What is the royal law (v. 8)?  Why does James mention it here (reference James 2:1-7)?  What is his intent in writing this passage (James 2:8-13) to his original readers?

James describes those who show partiality in two ways (v. 9).   How does he describe them?

Underline each time James uses the word mercy (v. 13).   What is mercy?  How does James relate mercy to judgment?



Simply, what is the law mentioned in v 9-11 (Hint:  Exodus 20)?  Referencing, Matthew 22:37-40, how does this law differ from the royal law?  Which law was James’ audience more concerned over or more likely to live by?

In v. 10, James writes of the “whole law”.  In Galatians 5:3, Paul also writes of the “whole law”.  Is it possible to keep only part of the law and why do we think we can?  Referencing Matthew 5:17-18, is the “whole law” in effect today?  Has the Law been accomplished and if so, how?

In v 12, James writes of two types of judgment, one explicitly stated and another inferred.  What are those two types of judgment?  In the context of James 2:8-13, what is the law of liberty and who embodies it?
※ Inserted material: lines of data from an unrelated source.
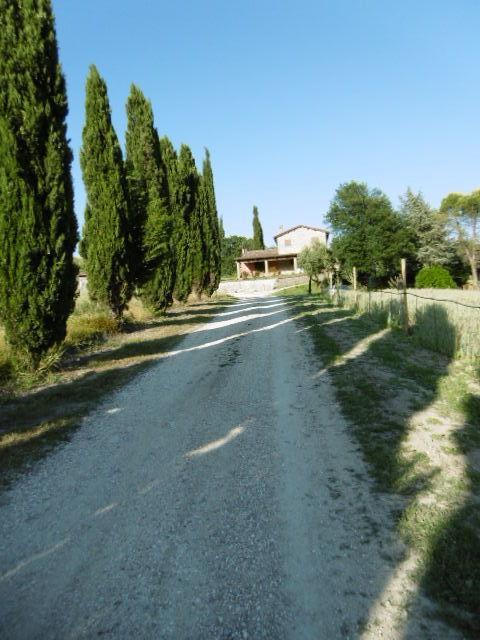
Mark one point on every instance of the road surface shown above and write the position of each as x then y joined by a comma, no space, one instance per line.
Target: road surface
218,495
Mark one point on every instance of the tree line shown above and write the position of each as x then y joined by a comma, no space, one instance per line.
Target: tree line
372,236
151,223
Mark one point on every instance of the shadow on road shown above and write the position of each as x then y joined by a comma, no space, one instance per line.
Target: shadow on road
384,383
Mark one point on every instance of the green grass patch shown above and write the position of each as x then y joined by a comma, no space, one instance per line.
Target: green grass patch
445,529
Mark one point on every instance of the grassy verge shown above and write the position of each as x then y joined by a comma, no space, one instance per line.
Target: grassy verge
37,413
416,415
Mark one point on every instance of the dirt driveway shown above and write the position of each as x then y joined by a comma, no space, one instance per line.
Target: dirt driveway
218,495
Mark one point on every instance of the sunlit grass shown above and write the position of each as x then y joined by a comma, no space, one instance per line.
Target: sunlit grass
436,321
416,416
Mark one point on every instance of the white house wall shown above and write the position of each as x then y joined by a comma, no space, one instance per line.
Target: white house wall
299,239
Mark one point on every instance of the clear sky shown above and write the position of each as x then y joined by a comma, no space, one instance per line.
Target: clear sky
291,97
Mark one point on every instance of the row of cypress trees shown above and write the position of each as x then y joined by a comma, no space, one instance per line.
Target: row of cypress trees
151,223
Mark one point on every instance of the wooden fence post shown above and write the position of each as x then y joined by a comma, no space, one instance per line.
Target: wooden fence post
355,299
406,327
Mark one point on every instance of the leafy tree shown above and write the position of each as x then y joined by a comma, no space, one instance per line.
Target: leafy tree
38,229
187,230
315,260
231,249
150,206
434,277
258,242
210,229
369,234
106,229
428,230
463,214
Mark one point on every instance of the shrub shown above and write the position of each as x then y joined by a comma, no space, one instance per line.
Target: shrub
435,277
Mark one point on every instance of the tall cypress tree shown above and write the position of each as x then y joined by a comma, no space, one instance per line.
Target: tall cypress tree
150,206
211,229
106,228
170,163
258,242
186,231
38,229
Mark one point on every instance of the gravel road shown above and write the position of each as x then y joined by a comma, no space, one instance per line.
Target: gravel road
218,495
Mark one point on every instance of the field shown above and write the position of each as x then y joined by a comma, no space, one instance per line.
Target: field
416,416
41,409
444,320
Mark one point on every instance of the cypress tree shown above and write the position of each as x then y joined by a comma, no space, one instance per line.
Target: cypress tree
106,230
150,207
38,229
257,231
211,229
186,231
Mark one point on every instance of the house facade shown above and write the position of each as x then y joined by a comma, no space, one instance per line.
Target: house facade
281,259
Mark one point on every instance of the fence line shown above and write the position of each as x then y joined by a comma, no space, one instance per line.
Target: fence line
432,322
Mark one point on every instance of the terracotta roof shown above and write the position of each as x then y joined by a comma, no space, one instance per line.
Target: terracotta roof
307,226
265,254
259,254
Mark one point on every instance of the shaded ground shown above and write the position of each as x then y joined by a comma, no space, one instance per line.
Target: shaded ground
217,495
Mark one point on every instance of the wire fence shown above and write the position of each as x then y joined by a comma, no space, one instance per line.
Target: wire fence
449,325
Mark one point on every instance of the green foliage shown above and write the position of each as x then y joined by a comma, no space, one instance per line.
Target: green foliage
434,277
369,234
38,230
428,230
315,260
257,242
211,256
151,219
187,232
106,233
231,249
463,214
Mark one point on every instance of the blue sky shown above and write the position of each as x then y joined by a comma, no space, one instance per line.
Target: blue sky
291,98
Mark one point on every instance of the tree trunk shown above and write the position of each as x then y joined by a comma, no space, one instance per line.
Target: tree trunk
473,267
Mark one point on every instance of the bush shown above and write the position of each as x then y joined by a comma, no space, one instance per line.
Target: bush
435,277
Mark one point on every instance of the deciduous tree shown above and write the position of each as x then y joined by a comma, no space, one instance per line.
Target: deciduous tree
369,234
428,230
315,260
463,214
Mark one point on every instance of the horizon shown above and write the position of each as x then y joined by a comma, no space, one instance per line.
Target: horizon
357,91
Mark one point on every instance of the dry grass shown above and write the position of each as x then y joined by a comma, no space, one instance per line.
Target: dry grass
438,317
38,414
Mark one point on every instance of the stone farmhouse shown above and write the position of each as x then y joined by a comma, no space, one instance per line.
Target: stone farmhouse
281,259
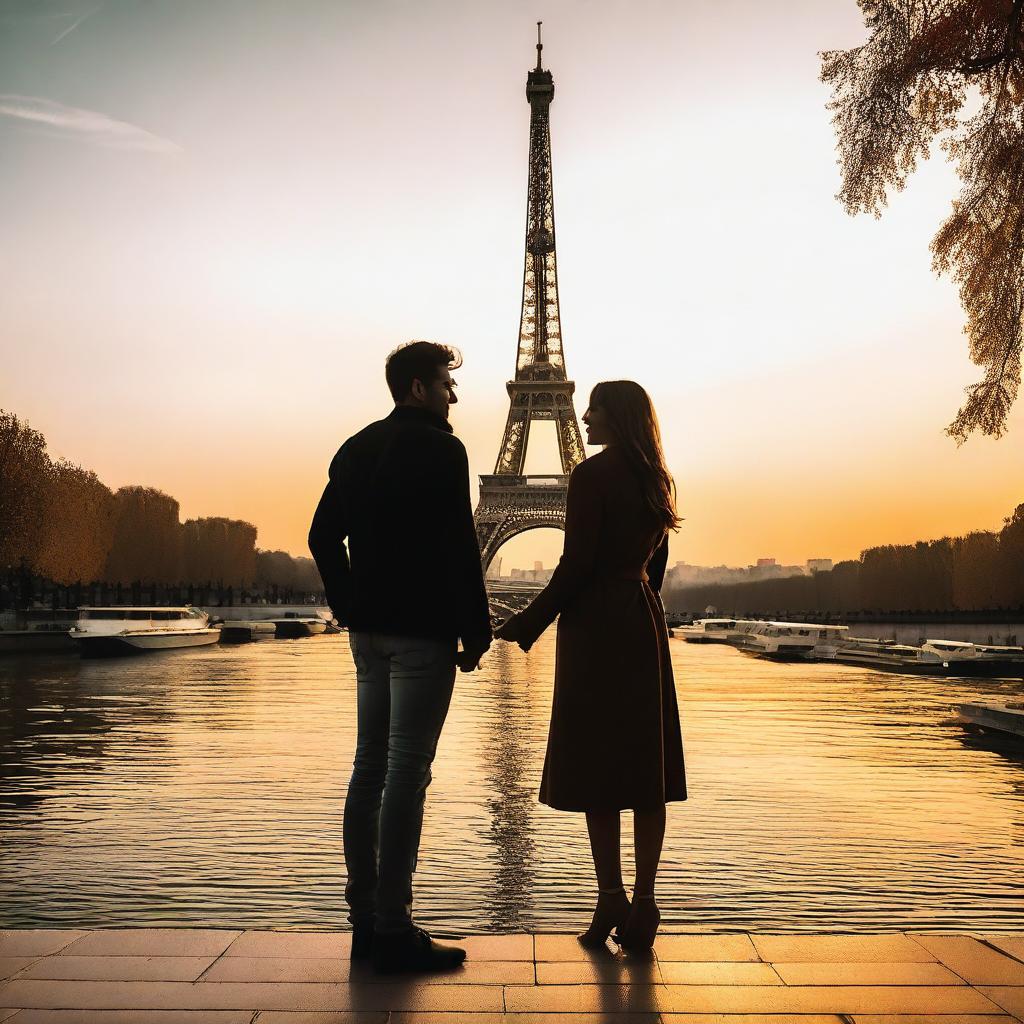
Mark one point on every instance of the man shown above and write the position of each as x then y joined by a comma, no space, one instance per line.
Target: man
409,587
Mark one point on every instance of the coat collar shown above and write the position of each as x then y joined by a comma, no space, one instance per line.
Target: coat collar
420,416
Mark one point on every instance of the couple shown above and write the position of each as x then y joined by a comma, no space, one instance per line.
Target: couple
410,587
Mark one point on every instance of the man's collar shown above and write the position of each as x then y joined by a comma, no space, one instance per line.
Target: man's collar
423,415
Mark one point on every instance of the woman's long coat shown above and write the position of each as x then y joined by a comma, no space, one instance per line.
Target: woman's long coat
614,740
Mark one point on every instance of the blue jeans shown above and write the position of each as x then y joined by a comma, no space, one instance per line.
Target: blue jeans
403,690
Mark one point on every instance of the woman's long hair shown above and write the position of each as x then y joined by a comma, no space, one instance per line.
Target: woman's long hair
634,423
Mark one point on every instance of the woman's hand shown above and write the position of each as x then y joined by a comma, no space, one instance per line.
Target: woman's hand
510,631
How are we to speak and act under the law of liberty?  And how does that relate to the royal law and partiality?

Mark the following words in James 2:8-13:  law, transgressors, judgment, mercy.  How does this passage explain and inform us of the Gospel?



The sin of partiality is not just rich over poor.  It can be partiality towards education or lack, ethnic similarities or differences, or even those who have experienced similar abuse or addictions versus those who have not.  Partiality can even be playing favorites with those who are just more agreeable and enjoyable to be around.  How have you recently showed partiality? 

In what ways do you forget about the unity of the whole law and use a perceived disunity of the law to defend your sin?  The doctrine of unity of the law (“whole law”) brings disbelief for the sinner and frustration for the religious.  Which way do you most often respond?

How does the statement “Mercy triumphs over judgment” change how you live out each day? How can your actions towards others change beginning today knowing that God’s mercy triumphs over the judgment you deserve?